Dear Senator DeCamp:

You have asked our opinion as to the constitutional validity of LB 190. We perceive no constitutional problems with it.

LB 190 amends Neb. Rev. Stat. §74-1320 (Supp. 1980), by striking all of the present provisions of that section, and substituting a new section. It would provide for a tax om each railroad transporting freight in this state, as its share of constructing, rehabilitating, relocating, and modifying grade separations at grade crossings. The tax would be measured by the number of train miles operated by the railroad in the state, and the number of public grade crossings on the line of the railroad in this state. The tax would be paid into the Grade Crossing Protection Fund, to provide financial assistance to political subdivisions in the construction, etc., of railroad grade separation facilities. Train mile is defined as each mile traveled by a train in this state, regardless of the number of cars in such train.

We wrote an opinion on April 25, 1979 (Number 95), in which we concluded that LB 42, which eventually became §§74-1320 to 74-1322, was constitutional. We relied upon Complete Auto Transit, Inc., v. Brady, 430 U.S. 274, 51 L.Ed.2d 326, 97 S.Ct. 1076 (1977), in which the court held that a tax on a facility of interstate commerce would be upheld if the activity taxed had a substantial nexus with the taxing state, and the tax was fairly apportioned, did not discriminate against interstate commerce, and was fairly related to the services provided by the state. We believe LB 190 meets those tests.

The purpose of doing work on "railroad grade separation facilities" is to lessen danger to the public from railroad accidents at grade crossings. The number of grade crossings on a railroad's lines, and the number of train miles a railroad runs in this state certainly are rationally related to the danger of such accidents, and to the need for preventive work. This therefore seems a fair way of apportioning the cost of such work.

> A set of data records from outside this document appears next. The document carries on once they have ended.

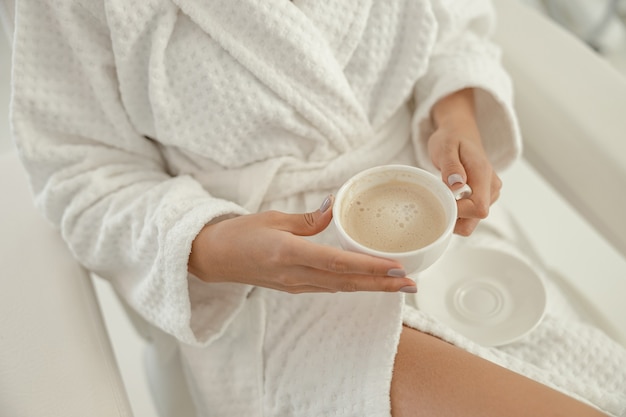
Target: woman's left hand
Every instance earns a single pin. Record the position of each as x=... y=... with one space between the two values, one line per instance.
x=456 y=149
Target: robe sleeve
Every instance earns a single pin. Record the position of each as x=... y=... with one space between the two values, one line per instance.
x=465 y=56
x=101 y=182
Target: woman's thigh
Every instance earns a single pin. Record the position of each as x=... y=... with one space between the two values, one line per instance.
x=434 y=378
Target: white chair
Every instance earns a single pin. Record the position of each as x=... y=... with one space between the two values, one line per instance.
x=56 y=358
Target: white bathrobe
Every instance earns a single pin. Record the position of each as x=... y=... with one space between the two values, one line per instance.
x=140 y=122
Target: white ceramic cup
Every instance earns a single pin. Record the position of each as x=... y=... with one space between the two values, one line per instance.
x=414 y=260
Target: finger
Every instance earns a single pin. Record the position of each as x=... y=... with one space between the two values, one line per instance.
x=305 y=224
x=335 y=260
x=334 y=282
x=465 y=227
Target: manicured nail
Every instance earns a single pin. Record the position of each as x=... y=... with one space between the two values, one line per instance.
x=455 y=179
x=326 y=203
x=396 y=273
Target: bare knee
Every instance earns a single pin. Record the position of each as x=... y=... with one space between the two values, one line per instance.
x=432 y=377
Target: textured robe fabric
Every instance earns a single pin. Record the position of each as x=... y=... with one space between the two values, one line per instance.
x=140 y=122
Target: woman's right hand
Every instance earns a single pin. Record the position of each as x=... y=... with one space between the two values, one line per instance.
x=267 y=250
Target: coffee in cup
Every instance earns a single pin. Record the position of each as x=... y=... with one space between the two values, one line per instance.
x=397 y=212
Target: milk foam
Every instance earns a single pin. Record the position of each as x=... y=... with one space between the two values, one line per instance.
x=395 y=217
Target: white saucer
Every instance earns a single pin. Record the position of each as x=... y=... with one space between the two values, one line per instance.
x=488 y=295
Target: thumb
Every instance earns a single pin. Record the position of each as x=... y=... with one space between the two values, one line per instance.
x=452 y=170
x=311 y=223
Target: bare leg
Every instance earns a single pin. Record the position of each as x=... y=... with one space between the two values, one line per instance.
x=433 y=378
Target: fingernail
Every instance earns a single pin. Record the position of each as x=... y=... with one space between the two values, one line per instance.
x=396 y=273
x=326 y=203
x=455 y=179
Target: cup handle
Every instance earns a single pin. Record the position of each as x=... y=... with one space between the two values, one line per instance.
x=462 y=192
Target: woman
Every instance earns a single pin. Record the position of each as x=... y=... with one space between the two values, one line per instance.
x=173 y=141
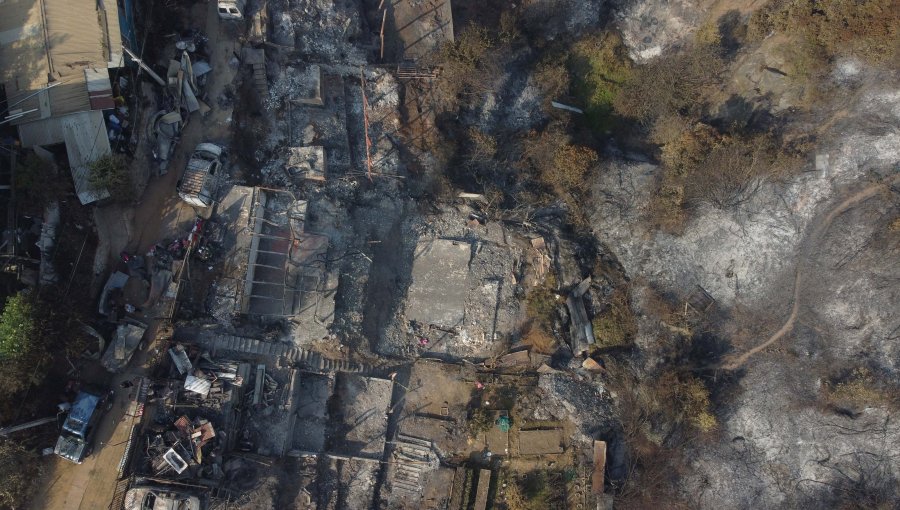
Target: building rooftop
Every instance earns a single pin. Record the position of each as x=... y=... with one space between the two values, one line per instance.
x=45 y=50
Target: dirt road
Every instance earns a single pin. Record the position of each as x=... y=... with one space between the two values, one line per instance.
x=817 y=232
x=160 y=214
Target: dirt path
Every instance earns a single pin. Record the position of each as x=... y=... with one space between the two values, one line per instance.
x=160 y=214
x=816 y=235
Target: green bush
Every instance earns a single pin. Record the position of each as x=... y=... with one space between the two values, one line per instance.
x=111 y=173
x=18 y=328
x=19 y=470
x=23 y=353
x=599 y=67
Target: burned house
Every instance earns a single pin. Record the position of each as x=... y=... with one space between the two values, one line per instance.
x=461 y=300
x=274 y=268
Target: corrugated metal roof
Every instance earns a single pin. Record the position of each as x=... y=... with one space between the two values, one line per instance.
x=80 y=414
x=86 y=141
x=54 y=45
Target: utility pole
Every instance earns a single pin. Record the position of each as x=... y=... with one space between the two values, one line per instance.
x=362 y=81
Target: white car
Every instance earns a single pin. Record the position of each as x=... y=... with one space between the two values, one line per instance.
x=159 y=498
x=198 y=184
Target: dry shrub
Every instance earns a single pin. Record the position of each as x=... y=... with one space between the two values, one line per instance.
x=894 y=225
x=666 y=211
x=559 y=166
x=552 y=77
x=482 y=147
x=866 y=29
x=704 y=166
x=616 y=326
x=539 y=340
x=654 y=468
x=673 y=85
x=469 y=65
x=858 y=388
x=571 y=164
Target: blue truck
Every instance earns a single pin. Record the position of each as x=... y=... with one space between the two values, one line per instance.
x=77 y=431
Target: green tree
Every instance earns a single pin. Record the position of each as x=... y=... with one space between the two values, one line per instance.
x=19 y=470
x=111 y=173
x=22 y=348
x=17 y=328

As amended under LB 190, §74-1320(3) would provide that in any year in which, on January I, there was ten million dollars in the grade crossing protection fund, the tax should not be collected for that year. We can see no problem with such a provision. Certainly the state would not be expected to collect more than was needed for the purpose for which the tax was levied. If the Legislature concludes that ten million dollars is an adequate reserve in the fund, stopping collection of the tax when such sum is reached seems eminently proper.